What's the most sensible way to emulate lookaround behavior in Rust regex?


The Rust regex crate states:

This crate provides a native implementation of regular expressions that is heavily based on RE2 both in syntax and in implementation. Notably, backreferences and arbitrary lookahead/lookbehind assertions are not provided.

As of this writing, "rust regex lookbehind" comes back with no results from DuckDuckGo.

I've never had to work around this before, but I can think of two approaches:

Approach 1 (forward)

  1. Iterate over .captures() for the pattern I want to use as lookbehind.
  2. Match the thing I actually wanted to match between captures. (forward)

Approach 2 (reverse)

  1. Match the pattern I really want to match.
  2. For each match, look for the lookbehind pattern until the end byte of a previous capture or the beginning of the string.

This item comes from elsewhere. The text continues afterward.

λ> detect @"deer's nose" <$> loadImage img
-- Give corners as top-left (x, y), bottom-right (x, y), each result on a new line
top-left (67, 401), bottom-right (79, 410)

Not only does this seem like a huge pain, it also seems like a lot of edge cases are going to trip me up. Is there a better way to go about this?

Example

Given a string like:

"Fish33-Tiger2Hyena4-"

I want to extract ["33-", "2", "4-"] iff each one follows a string like "Fish".


Solution

  • If you have a regex application where you have a known consistent pattern that you want to use as lookbehind, another workaround is to use .splits() with the lookbehind-matching pattern as the argument (similar to the idea mentioned in the other answer). That will at least give you strings expressed by their adjacency to the match you want to lookbehind.

    I don't know about performance guarantees regex-wise but this at least means that you can do a lookbehind-free regex match on the split result either N times (for N splits), or once on the concatenated result as needed.